Die Branche hat allen Grund, auf rasche Entspannung zu hoffen. Nach Angaben des VDR sitzen aktuell noch 46 Schiffe deutscher Reedereien mit rund 1.000 Seeleuten im Persischen Golf fest. Die Blockade der Meerenge trifft nicht nur die Reedereien, sondern bremst den globalen Energiehandel. Die UN-Sonderorganisation für Seeschifffahrt (IMO) begrüßte die Einigung ausdrücklich. Seit Ausbruch des Konflikts wurden der IMO zufolge 46 Angriffe auf Handelsschiffe in der Region bestätigt, bei denen 14 Seeleute ums Leben kamen.

Trotz der diplomatischen Fortschritte sehen Branchenverbände die Lage in der Region weiter kritisch. Der internationale Schifffahrtsverband Bimco bewertet die Sicherheitslage in der Straße von Hormus auch nach Bekanntwerden des Rahmenabkommens als instabil. Eine Durchfahrt bleibe sehr riskant, heißt es aus dem Verband. Für Reeder und Charterer stellt sich damit die Frage, wie schnell und in welchem Umfang sie ihre Routen wieder über die Meerenge führen können – oder ob Ausweichrouten zumindest mittelfristig bestehen bleiben müssen.

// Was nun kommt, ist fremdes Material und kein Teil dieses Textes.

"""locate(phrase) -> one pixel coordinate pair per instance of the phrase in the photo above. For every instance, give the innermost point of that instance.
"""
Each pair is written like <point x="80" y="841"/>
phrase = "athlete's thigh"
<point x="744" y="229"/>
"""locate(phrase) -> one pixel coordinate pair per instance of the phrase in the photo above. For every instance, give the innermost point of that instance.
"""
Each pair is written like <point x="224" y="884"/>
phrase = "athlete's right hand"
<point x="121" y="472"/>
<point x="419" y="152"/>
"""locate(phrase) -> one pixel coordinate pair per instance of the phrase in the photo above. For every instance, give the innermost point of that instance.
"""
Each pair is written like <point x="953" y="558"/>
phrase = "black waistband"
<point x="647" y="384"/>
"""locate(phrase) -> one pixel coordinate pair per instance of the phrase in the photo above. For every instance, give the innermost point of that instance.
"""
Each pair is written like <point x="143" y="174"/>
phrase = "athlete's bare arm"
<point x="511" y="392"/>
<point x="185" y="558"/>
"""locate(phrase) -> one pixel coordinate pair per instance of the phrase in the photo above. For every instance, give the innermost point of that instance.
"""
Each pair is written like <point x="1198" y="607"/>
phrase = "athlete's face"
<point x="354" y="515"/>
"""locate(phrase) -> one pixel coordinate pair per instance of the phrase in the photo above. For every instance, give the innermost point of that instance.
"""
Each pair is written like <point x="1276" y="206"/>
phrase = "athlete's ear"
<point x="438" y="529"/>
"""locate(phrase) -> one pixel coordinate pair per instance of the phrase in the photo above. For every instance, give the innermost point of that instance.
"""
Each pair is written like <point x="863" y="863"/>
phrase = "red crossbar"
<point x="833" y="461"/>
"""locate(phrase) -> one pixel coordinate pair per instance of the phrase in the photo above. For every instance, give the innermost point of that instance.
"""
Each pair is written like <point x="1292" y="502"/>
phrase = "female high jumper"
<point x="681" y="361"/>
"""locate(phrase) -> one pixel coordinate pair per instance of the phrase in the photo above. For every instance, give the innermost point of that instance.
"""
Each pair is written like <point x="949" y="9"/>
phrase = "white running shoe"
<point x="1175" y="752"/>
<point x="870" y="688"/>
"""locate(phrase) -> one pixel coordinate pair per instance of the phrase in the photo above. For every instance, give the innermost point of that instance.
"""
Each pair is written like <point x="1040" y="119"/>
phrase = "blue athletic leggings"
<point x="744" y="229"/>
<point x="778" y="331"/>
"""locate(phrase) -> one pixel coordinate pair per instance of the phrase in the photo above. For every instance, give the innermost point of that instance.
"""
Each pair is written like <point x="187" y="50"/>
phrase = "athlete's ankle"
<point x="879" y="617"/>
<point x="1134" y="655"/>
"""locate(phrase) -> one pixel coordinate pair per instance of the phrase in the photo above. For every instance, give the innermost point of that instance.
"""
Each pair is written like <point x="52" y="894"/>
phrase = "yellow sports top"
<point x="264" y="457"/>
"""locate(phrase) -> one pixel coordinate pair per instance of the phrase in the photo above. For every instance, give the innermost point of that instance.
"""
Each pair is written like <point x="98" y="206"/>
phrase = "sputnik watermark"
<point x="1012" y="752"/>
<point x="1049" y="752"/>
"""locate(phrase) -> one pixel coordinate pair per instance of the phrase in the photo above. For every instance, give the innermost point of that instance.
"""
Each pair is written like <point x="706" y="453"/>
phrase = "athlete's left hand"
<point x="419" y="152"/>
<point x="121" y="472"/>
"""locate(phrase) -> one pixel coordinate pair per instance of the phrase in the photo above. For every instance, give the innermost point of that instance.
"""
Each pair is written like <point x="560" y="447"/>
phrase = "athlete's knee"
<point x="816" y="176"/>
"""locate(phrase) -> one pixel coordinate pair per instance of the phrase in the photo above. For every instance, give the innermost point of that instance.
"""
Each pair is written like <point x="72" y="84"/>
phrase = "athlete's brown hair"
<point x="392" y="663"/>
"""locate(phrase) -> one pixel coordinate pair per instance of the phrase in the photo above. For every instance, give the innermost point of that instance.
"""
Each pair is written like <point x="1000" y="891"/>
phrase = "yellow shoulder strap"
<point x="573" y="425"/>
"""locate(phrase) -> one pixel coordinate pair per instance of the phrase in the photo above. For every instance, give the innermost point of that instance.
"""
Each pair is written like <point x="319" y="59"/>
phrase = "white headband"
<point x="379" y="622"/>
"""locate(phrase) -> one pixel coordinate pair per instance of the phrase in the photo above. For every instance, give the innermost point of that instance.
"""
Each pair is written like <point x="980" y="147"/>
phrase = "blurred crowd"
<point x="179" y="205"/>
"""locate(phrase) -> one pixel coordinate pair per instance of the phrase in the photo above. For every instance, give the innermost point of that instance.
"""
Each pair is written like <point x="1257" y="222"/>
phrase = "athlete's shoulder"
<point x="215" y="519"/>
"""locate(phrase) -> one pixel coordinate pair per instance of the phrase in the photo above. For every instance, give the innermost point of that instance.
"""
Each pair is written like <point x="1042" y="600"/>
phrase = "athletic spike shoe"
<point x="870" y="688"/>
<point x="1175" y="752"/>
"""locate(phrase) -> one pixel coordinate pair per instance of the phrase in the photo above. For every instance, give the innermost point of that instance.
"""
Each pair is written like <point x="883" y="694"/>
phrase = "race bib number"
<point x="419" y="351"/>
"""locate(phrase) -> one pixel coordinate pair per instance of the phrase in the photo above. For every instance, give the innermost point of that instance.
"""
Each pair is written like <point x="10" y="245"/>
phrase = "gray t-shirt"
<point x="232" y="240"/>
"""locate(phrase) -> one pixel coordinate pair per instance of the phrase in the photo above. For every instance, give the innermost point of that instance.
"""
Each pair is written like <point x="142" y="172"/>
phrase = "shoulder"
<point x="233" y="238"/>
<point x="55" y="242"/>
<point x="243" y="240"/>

Für den Moment überwiegt in der Schifffahrt die Hoffnung, dass die geplante Vereinbarung in Genf die Voraussetzungen für eine nachhaltige Entspannung an einem der neuralgischsten Punkte des globalen Seehandels schafft. Ob und wie schnell sich die Zahl der festliegenden Schiffe reduziert und sich die Risikoeinschätzungen der Versicherer und Verbände anpassen, dürfte entscheidend dafür sein, wann sich der Verkehr durch die Straße von Hormus wieder weitgehend normalisiert.